Here are some more thoughts on the “New Perspective”, a theological framework initially built by Sanders and Dunn, but becoming increasingly significant as a consequence of the work of N.T.Wright. It does away with much that has been considered important in reformed theology (such as justification by faith), but it does this because it has already jettisoned other aspects of reformed theology that had hitherto been considered important.
The New Perspective is dependent upon texts other than the Bible. The people who are most influential base their arguments upon interpretation of texts relating to the practice of Judaism around the time of Christ. The interpretation of those texts is disputed – we are talking about texts written over half a millenium. It has been suggested that to describe these texts as having a coherent message of their own is misleading, and in any case, there is likely to be a difference between the written expression of beliefs and its everyday formulation.
But regardless of how this interpretation stacks up, the New Perspective is methodologically “unreformed” as well. How can we justify the use of texts other than the Bible? From a reformed perspective, we understand that the Bible is God's inspired word, and reliable as it is. We also understand that the text is perspicuous – God's message is fundamentally clear. We also understand that the Bible is sufficient – God has given us everything that we need in it. All of these principles are discarded with the New Perspective.
There is a coherence in the position that accepts the Bible as authoritative but not other texts. If other texts are to be used as authoritative, then the justification for using other texts needs to be made and defended, before they can be accepted – you can't simply take texts arbitrarily chosen from somewhere other than the Bible and then expect without justification to use them as a foundation. Or at least, if you were a Bible-proclaiming church minister, you couldn't. And yet that is what has happened, as the New Perspective is taught in theology classes and ministers pick up and present its conclusions as the results of Christian scholarship.

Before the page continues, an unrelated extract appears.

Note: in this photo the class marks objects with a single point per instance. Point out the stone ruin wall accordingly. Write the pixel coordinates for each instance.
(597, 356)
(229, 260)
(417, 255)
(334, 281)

Beyond this lies the fact that our understanding is that Christ is the head of the church – and that the church is the locus of Christian life. Whilst academic theology has benefitted the Christian faith, it is important to recognise that Christian theology is not driven by university departments, but by the Christian message itself, which is a missionary message that finds its proper expression in the life of the church, which is the body of Christ. Again, call me reformed if you want – but reformed theology is self-consistent and coherent in this regard. Theology should flow out of the church, and out of a pastoral setting, not out of an academy – this is simply consistent with what it expresses about itself, a matter of the coherence of Christian belief. Christianity isn't fundamentally about presenting sufficient papers for a theology department to grant you tenure. Nor is it about reinventing the wheel – coming up with an entirely new theology that works “for you”. It is about a message once given to the apostles, and preserved in Scripture. If this idea is to be jettisoned, then an alternative "epistemology of Christian belief" needs to be offered and justified.
The proponents of the New Perspective also suggest that the idea of justification by faith flows out of the historical particulars of Luther's situation – his perception of his moral guilt, his conflict with Rome. But if we are to play the deconstruction game, then why not apply that to the New Perspective itself? What are the historical particulars that might be driving the New Perspective? The desire for political correctness and inclusiveness; the desire to avoid the accusation of anti-semitism (although there is no way that properly expressed Christianity could possibly be considered anti-semitic); the desire to achieve ecumenical aims – unification with Rome; the desire not to appear “fundamentalist”? It is hardly a surprise that those are exactly what the New Perspective claims to achieve. Deconstruction really gets us nowhere – it doesn't allow us to determine whether "Luther's version" of Christianity or the New Perspective one is more right. We need a means of analysing the content of both that transcends the historical particulars that drove both. Which takes us back to the question of an "epistemology of Christian belief".
Of course theology is driven by a historically particular situation – and I would argue this is the difference between theology (which is particular) and God's Word (which is universal). However, even if theology is particular, it is designed to reflect in the particular situation something that is absolutely true – and that is God's Word. That is how it is possible to discriminate between different theology – and come to a conclusion as to what is good theology and what is bad theology – on the basis of the extent to which it reflects what we understand to be true. If our idea of absolute truth shifts, to include things beyond God's word – or worse, it suggests that God's word is no more than another authority – then we have the Pilate problem – what is truth? Theology ends up cut adrift from its moorings, and becomes personal and subjective.